あの後うなされながら寝るような気絶していたのだ。
「あんたどんな夢見てたのよ」
「シグレ……」
気がつくと隣にはシグレが座っていた。首を回してみるが他には誰もいない。
「他のみんなは例の色エネルギーを探しに行ったわよ。私たちはここから一番近いところにある色エネルギーの保護。それが済んだらここで集合するわよ」
頭がガンガンする。手で押さえながら立ち上がった。そしめ今、気づいたのだがここは幽霊が出ると有名な廃墟だ。
だが、恐ろしい色怪を見たことのある真は幽霊やそういった類はもう怖くはなくなっていた。
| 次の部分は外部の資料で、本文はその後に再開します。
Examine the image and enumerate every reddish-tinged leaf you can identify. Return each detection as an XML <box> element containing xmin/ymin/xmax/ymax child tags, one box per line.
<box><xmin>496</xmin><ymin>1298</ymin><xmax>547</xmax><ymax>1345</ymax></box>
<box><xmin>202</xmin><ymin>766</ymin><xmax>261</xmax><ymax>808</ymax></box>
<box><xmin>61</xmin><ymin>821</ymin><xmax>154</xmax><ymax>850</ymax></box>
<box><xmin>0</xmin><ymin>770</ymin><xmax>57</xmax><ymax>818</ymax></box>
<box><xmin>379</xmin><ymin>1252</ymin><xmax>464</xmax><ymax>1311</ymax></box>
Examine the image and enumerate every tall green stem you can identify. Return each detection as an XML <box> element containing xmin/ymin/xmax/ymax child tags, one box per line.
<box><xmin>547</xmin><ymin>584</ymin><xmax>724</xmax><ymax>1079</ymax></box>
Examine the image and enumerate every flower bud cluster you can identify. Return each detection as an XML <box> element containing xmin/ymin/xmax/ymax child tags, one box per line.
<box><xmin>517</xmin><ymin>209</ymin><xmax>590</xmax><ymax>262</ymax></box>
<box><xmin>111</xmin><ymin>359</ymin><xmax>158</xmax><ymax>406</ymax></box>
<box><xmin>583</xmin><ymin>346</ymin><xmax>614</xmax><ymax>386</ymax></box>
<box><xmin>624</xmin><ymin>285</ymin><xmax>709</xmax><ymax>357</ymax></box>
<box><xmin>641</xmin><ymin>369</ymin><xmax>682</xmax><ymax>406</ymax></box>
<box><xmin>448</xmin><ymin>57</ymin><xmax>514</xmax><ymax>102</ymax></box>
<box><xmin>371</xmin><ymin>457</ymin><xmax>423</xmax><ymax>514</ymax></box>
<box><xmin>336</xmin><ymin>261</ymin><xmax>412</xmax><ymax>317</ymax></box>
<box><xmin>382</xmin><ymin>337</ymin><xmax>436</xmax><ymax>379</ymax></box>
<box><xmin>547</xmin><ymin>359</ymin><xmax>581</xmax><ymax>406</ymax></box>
「シグレ、知ってるか? ここは幽霊が出るらしいぜ。なんでもここで自殺した人がいてそれからというもの怪奇現象が次々と起こるようになったんだ。それで土地の値段が下がったら困るということである会社がこの廃墟を壊そうと工事を始めたんだけど、次々と負傷者や死人も多く出たんだ。それからというもの工事は中断され、ここは呪われた廃墟として有名なんだ」
それらしく。本当のことは知らないのだが、即席で作った怪談話を披露してみた。
「な、な、何言ってるのよこんな時に。そ、そ、そんなゆ、ゆ、幽霊なんているわけないじゃない」
…………………。
少しからかうつもりで言ってみたのだが、シグレは本気で怖がっている。
「へ〜、シグレには弱点がないと思ってたけど、まさか幽霊が苦手だったとは」
いつも寡黙で冷静で厳しく、時には炎のように激しくなる彼女にこんな弱点があるとは。
「怖くなんかないわよ!」
「いや、苦手って言っただけで怖いかどうかは聞いてないけど」
「うっ、うっさいわね!燃やすわよ」
ボッとシグレの右拳が燃える。
「ご、ごめんごめん。じゃあ早速探しに行こっか」
小さく頷いて、シグレは炎を消した。
立ち上がりシグレとこの廃墟を出ようとした時、不意にガタンッと何かの音がした。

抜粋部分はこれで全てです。